Retour aux write-ups
Cover
TryHackMe31/03/2026

Hidden Deep Into my Heart

TryHeartMe

This is an easy challenge from the TryHackMe event TryHeartMe.

First things first, let's export the target's IP to an environment variable:

export IP="10.130.161.225"

Now that this is done, let's start by running an Nmap scan:

nmap -sV $IP

Starting Nmap 7.98 ( https://nmap.org ) at 2026-03-30 18:51 +0100
Nmap scan report for website.thm (10.130.155.202)
Host is up (0.0059s latency).
Not shown: 998 closed tcp ports (conn-refused)
PORT     STATE SERVICE VERSION
22/tcp   open  ssh     OpenSSH 8.9p1 Ubuntu 3ubuntu0.10 (Ubuntu Linux; protocol 2.0)
5000/tcp open  http    Werkzeug httpd 3.1.5 (Python 3.10.12)
Service Info: OS: Linux; CPE: cpe:/o:linux:linux_kernel

Service detection performed. Please report any incorrect results at https://nmap.org/submit/ .
Nmap done: 1 IP address (1 host up) scanned in 6.42 seconds

We can see two services running:

  • SSH on port 22
  • HTTP (Werkzeug/Python) on port 5000

Let's start by looking at the web application on port 5000.

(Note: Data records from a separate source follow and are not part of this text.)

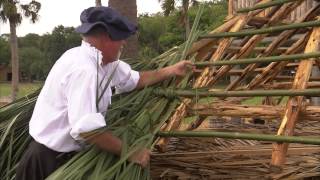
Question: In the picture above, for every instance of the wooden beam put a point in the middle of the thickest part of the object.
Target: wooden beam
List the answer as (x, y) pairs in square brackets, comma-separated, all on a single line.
[(295, 104), (265, 112), (280, 40), (181, 111), (249, 46)]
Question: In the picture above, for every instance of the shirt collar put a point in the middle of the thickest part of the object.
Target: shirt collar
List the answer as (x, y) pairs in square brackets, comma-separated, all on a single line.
[(92, 51)]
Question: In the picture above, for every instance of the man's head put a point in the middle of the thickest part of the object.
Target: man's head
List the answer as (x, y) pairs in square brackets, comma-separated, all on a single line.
[(105, 29)]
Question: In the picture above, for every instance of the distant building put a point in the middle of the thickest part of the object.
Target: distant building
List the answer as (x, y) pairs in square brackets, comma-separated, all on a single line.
[(5, 73), (234, 5)]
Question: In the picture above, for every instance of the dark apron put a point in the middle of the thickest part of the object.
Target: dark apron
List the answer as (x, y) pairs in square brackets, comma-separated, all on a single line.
[(38, 162)]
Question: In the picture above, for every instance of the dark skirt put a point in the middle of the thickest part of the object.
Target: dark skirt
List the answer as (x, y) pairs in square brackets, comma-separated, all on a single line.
[(38, 162)]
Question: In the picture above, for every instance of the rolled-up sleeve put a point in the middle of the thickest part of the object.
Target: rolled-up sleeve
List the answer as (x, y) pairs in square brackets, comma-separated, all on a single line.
[(125, 79), (81, 97)]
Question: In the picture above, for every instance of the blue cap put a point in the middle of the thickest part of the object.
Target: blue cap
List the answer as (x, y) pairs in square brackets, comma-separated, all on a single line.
[(117, 26)]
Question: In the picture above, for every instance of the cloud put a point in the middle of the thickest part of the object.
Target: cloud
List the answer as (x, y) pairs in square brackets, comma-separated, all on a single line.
[(66, 13)]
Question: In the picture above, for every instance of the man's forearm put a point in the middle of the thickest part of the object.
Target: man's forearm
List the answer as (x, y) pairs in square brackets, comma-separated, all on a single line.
[(107, 142), (151, 77)]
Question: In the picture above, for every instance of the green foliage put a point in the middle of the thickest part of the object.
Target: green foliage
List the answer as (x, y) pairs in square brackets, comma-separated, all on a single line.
[(37, 53), (158, 33), (4, 51)]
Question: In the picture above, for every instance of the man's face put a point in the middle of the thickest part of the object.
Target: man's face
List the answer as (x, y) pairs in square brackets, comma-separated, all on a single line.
[(111, 50)]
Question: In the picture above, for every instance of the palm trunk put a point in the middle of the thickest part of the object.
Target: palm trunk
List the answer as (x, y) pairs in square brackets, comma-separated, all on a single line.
[(14, 61), (128, 8), (98, 3), (186, 17)]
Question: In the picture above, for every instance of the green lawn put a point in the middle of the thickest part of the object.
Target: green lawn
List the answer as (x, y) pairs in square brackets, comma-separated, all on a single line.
[(24, 88)]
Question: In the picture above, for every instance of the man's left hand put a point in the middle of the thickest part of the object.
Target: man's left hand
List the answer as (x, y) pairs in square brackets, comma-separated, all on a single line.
[(182, 68)]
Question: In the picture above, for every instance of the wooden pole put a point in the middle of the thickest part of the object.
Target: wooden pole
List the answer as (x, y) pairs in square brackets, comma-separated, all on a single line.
[(237, 135), (172, 93), (292, 57), (263, 30), (264, 5), (265, 112), (295, 103)]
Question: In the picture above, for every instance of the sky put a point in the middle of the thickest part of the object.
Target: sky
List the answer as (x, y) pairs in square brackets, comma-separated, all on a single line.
[(67, 13)]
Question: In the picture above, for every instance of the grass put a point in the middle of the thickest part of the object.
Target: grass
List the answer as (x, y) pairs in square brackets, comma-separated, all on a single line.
[(24, 88)]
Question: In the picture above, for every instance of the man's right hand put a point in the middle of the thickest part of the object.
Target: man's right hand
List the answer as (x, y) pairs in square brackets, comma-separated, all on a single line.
[(141, 157)]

While checking for known vulnerabilities, I found one for Werkzeug version 0.15.4, but this doesn't match our target's much newer version (3.1.5).

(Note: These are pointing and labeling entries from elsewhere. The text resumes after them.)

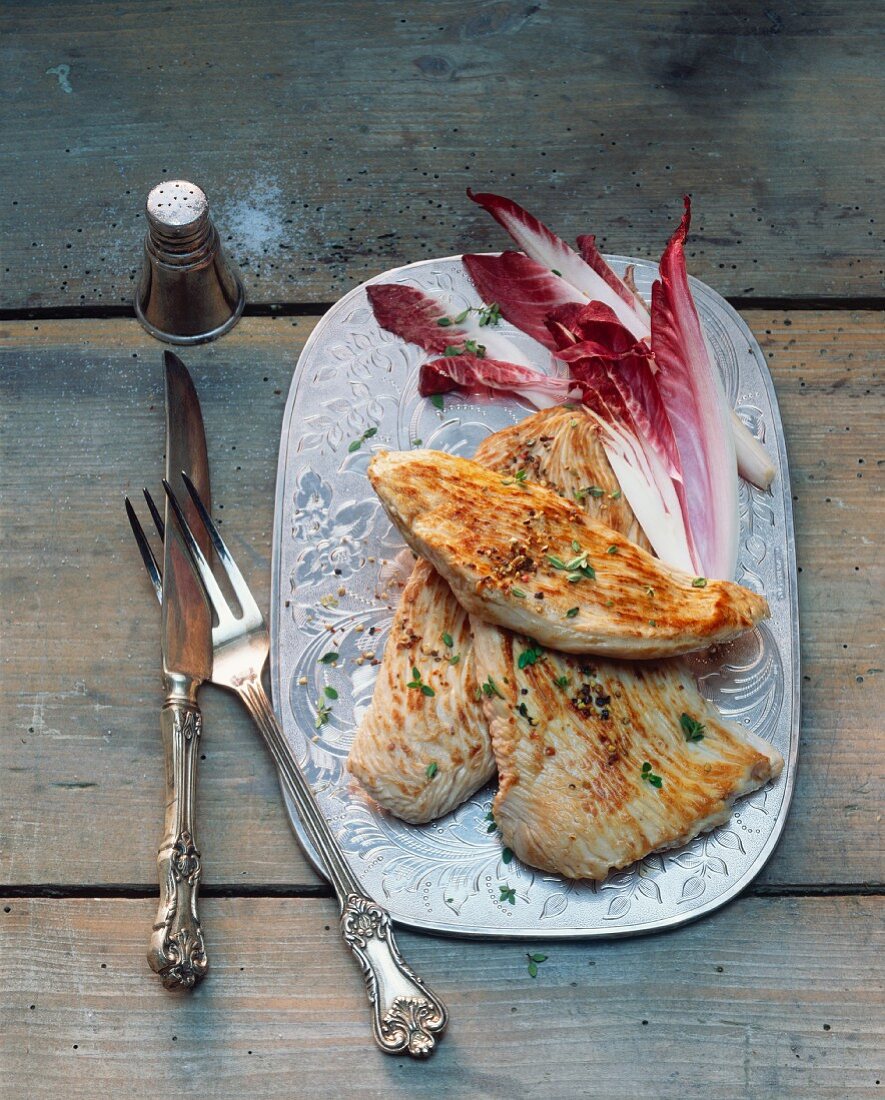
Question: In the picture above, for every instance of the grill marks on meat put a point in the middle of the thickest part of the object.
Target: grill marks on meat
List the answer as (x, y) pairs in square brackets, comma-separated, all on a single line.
[(572, 795), (405, 732), (478, 529)]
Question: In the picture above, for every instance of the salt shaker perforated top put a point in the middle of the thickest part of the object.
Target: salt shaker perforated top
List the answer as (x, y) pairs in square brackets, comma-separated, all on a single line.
[(187, 292)]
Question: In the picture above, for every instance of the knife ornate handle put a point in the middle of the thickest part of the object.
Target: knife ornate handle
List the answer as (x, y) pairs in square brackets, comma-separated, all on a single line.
[(407, 1016), (177, 952)]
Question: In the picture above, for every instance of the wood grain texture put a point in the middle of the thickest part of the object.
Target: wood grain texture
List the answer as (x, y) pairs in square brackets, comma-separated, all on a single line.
[(336, 140), (80, 759), (767, 1000)]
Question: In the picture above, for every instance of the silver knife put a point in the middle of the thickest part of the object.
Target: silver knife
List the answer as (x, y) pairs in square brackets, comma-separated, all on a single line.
[(177, 952)]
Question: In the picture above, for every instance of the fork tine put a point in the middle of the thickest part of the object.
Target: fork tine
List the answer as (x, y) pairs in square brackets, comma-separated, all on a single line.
[(213, 593), (238, 581), (155, 515), (144, 549)]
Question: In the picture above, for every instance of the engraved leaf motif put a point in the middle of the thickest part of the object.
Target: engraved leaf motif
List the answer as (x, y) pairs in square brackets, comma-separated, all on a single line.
[(728, 839), (555, 905), (650, 889), (618, 905), (693, 887)]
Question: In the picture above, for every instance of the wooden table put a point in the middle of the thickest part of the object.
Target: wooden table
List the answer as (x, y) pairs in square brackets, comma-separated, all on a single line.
[(335, 140)]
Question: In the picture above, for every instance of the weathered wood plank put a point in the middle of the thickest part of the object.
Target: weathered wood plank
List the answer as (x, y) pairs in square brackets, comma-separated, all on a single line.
[(80, 758), (336, 140), (767, 1000)]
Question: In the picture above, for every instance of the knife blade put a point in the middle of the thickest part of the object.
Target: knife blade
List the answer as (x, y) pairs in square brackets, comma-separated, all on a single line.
[(177, 950)]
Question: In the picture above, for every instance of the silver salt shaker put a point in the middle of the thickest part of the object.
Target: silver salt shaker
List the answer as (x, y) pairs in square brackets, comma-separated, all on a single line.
[(187, 292)]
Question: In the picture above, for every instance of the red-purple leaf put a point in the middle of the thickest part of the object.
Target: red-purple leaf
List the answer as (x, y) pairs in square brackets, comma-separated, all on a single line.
[(524, 290), (698, 414), (412, 316), (550, 251), (590, 255)]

So, I continued with basic directory enumeration using Gobuster:

gobuster dir -w thm/SecLists-master/Discovery/Web-Content/DirBuster-2007_directory-list-2.3-medium.txt -u http://$IP:5000

This scan revealed a /console directory, but it turned out to be a dead end.

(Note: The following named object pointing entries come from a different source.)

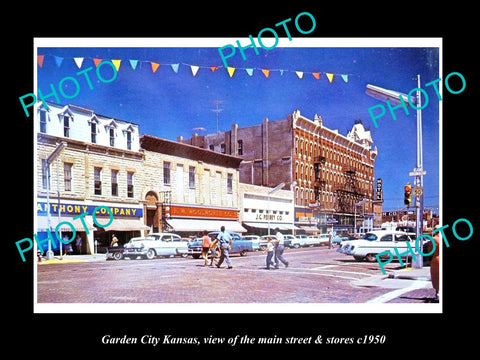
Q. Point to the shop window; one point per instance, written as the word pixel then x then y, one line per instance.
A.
pixel 166 173
pixel 93 132
pixel 66 126
pixel 43 121
pixel 67 176
pixel 130 184
pixel 191 177
pixel 114 177
pixel 229 183
pixel 97 174
pixel 240 147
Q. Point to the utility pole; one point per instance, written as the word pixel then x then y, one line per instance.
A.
pixel 217 110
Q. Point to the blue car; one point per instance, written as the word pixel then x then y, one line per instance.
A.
pixel 238 246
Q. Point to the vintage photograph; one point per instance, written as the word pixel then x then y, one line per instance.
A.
pixel 258 174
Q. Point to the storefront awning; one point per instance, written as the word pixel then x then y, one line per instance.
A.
pixel 42 223
pixel 126 225
pixel 281 226
pixel 209 225
pixel 309 229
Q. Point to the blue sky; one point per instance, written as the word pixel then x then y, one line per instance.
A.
pixel 168 104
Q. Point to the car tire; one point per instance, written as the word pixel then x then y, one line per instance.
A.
pixel 371 258
pixel 150 254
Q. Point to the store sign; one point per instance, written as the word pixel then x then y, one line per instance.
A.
pixel 77 209
pixel 186 211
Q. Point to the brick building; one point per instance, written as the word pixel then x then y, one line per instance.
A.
pixel 328 172
pixel 187 190
pixel 99 166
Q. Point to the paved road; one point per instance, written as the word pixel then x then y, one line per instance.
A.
pixel 315 275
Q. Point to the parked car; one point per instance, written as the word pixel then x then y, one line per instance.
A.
pixel 299 240
pixel 238 246
pixel 337 239
pixel 312 240
pixel 264 240
pixel 375 242
pixel 156 244
pixel 255 239
pixel 288 240
pixel 324 239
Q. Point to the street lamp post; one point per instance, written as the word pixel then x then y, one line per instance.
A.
pixel 360 203
pixel 276 188
pixel 49 161
pixel 386 95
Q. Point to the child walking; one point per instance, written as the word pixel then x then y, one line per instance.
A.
pixel 206 242
pixel 270 250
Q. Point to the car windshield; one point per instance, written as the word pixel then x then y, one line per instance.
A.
pixel 369 237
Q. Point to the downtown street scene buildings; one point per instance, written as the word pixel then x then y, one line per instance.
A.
pixel 156 185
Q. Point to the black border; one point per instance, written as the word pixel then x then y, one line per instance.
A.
pixel 407 334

Next, I checked the robots.txt file (often used by developers to hide specific pages from search engine crawlers):

And bingo! I found the following:

User-agent: *
Disallow: /cupids_secret_vault/*

# cupid_arrow_2026!!!

This revealed another hidden directory: /cupids_secret_vault!

Navigating to it, we are greeted with a little message:

Cupid's Secret Vault

So let's run Gobuster again, this time targeting the new directory:

gobuster dir -w thm/SecLists-master/Discovery/Web-Content/DirBuster-2007_directory-list-2.3-medium.txt -u http://$IP:5000/cupids_secret_vault

This uncovered a new path: /cupids_secret_vault/administrator, which contains a login page.

login page

I tried some default credentials (admin:admin, admin:password, etc.), but none of them worked.

I was about to brute-force the form with Hydra when I remembered the robots.txt file we checked earlier. It had a suspicious comment at the end: # cupid_arrow_2026!!!. I tried using this as the password with admin as the username, and BINGO, we're in and the flag is ours!

flag

What did I learn from this CTF?

Sometimes, overthinking isn't the right approach. The solution might be right under your nose from the very beginning!